64. Minimum Path Sum

Given a m x n grid filled with non-negative numbers, find a path from top left to bottom right which minimizes the sum of all numbers along its path.

Note: You can only move either down or right at any point in time.

Example:

Input:
[
  [1,3,1],
  [1,5,1],
  [4,2,1]
]
Output: 7
Explanation: Because the path 1→3→1→1→1 minimizes the sum.

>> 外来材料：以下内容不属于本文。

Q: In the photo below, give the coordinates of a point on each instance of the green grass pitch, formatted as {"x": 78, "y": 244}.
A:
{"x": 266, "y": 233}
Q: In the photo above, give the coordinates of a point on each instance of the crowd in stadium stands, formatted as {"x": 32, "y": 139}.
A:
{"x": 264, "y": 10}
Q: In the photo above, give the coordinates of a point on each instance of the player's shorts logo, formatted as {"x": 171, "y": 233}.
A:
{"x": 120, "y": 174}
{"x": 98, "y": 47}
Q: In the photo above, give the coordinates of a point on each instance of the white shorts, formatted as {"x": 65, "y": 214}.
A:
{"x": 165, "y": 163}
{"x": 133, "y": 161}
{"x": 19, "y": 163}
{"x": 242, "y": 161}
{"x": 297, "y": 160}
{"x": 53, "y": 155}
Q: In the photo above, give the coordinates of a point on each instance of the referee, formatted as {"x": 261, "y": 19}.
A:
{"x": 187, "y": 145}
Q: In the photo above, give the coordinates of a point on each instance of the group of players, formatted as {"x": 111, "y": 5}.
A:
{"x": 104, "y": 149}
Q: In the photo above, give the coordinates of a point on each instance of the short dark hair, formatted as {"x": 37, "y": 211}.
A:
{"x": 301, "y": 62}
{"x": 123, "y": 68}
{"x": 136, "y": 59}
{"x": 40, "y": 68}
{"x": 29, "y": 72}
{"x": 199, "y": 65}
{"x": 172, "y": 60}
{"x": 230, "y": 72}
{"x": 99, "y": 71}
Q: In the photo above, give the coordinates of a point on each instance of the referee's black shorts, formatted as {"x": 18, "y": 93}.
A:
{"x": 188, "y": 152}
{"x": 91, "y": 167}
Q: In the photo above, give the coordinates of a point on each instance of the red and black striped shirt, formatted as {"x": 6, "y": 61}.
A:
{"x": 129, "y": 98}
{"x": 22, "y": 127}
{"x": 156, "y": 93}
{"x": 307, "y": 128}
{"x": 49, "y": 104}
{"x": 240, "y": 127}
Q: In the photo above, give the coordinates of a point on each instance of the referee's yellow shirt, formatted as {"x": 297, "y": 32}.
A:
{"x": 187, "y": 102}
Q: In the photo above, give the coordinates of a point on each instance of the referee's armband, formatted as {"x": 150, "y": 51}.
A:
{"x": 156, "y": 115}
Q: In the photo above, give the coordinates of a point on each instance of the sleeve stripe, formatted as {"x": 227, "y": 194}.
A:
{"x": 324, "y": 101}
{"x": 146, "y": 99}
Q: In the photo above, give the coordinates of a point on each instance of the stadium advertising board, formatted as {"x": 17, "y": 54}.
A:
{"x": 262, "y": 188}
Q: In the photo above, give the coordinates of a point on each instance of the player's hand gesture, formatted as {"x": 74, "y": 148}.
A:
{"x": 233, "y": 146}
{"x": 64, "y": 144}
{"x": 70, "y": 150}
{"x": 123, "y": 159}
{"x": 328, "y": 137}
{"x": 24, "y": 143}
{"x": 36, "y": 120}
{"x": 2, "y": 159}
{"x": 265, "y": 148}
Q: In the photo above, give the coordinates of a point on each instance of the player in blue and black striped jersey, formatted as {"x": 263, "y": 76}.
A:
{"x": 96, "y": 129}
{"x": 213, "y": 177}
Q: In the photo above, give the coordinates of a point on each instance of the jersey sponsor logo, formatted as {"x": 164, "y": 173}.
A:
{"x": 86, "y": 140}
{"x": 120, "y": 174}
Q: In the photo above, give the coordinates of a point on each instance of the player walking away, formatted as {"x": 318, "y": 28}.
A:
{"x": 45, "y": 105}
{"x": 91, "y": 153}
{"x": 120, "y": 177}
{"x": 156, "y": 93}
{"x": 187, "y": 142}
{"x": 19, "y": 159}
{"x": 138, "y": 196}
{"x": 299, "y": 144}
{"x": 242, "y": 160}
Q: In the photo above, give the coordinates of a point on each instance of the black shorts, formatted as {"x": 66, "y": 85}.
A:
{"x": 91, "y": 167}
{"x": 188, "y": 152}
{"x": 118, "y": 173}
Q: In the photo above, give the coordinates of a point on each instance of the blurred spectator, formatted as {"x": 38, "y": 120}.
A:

求从矩阵的左上角到右下角的最小路径和，每次只能向右和向下移动。

C++:

class Solution {
public:
    int minPathSum(vector<vector<int>>& grid) {
        int n = grid.size() ;
        int m = grid[0].size() ;
        vector<int> dp(m+1 , 0) ;
        dp[0] = grid[0][0] ;
        for(int j = 1 ; j < m ; j++){
            dp[j] = dp[j-1] + grid[0][j] ;
        }
        
        for(int i = 1 ; i < n ; i++){
            for(int j = 0 ; j < m ; j++){
                if(j == 0){
                    dp[j] = dp[j] + grid[i][j] ;
                }else{
                    dp[j] = min(dp[j],dp[j-1]) + grid[i][j] ;
                }
            }
        }
        return dp[m-1] ;
    }
};